It says data used to criticise Ireland's position is flawed, but does not address quite how American companies make more profits in a country of less than five million people than they do in China, France, Germany, Italy and India combined.

Figures released on Monday by the US government showed that efforts so far to crack down on profit-shifting by multinationals have not succeeded, although some of the most egregious schemes involving Ireland have been ended.

The US report prompted University of California Professor Gabriel Zucman to say in a tweet that Ireland "remains the #1 tax haven".

Much of the debate has centred on profit-shifting among wealthy countries at a time when their governments are seeking extra revenues, while companies report huge profits but pay little to nothing in taxes against a backdrop of a growing gap between the rich and poor.

The story, however, runs deeper than the countries with a seat at last weekend's G7 summit held in Biarritz, where French president Emmanuel Macron struck a deal with US counterpart Donald Trump on France's plans to impose a sales tax on digital companies.

According to United Nations estimates, tax diversion from some of the world's poorest countries amounts to $100bn (€90bn) a year, a figure equivalent to the entire official aid budget of the world.

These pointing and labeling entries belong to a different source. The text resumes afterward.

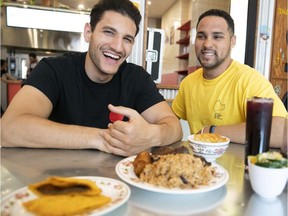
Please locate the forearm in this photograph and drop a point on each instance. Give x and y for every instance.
(35, 132)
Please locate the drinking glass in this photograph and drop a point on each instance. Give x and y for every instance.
(258, 125)
(284, 148)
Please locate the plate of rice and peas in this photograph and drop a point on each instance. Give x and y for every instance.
(172, 173)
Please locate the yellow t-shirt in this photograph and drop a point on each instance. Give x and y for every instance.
(222, 101)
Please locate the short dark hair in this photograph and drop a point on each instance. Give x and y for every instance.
(3, 62)
(219, 13)
(33, 55)
(124, 7)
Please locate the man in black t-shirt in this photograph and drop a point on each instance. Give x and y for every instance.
(94, 99)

"The compact on tax is looked at from a European point of view," said Michael McCarthy Flynn, senior research and policy coordinator for Oxfam Ireland.

That approach, he said, ignores the needs of poor countries.

"These revenues are needed to fund basic services like infrastructure and education," he added.

Kenya is considering a digital tax, but was warned recently by Michael Murungi, Google's public policy and government relations manager for east Africa, that such a measure could cause trade friction with the US.

As a result of Kenya's inability to fund basic services, caused in part by corporate profit-shifting, it gets aid from Ireland to the tune of €7m a year, and is the State's 11th largest recipient, according to Irish Aid's 2016 report.

While efforts to combat tax erosion have had some successes, it is felt more needs to be done in the second round of measures that are being discussed under the auspices of the Organisation for Economic Co-operation and Development.

The key measure, Oxfam says, would be to agree to a minimum tax that governments could impose. Even then, pressure would remain on the budgets of the world's poorest countries, thanks to tax policies pursued here.

"Governments around the world look at the Irish Government's policies and think we should be like them, but for developing governments particularly, that's a losing race," said Professor Andrew Baker of the University of Sheffield.

"If they respond to a cut elsewhere by cutting their own business rates, it slows the rate of tax lost to elsewhere, and the loss of investment. But there is still a net loss."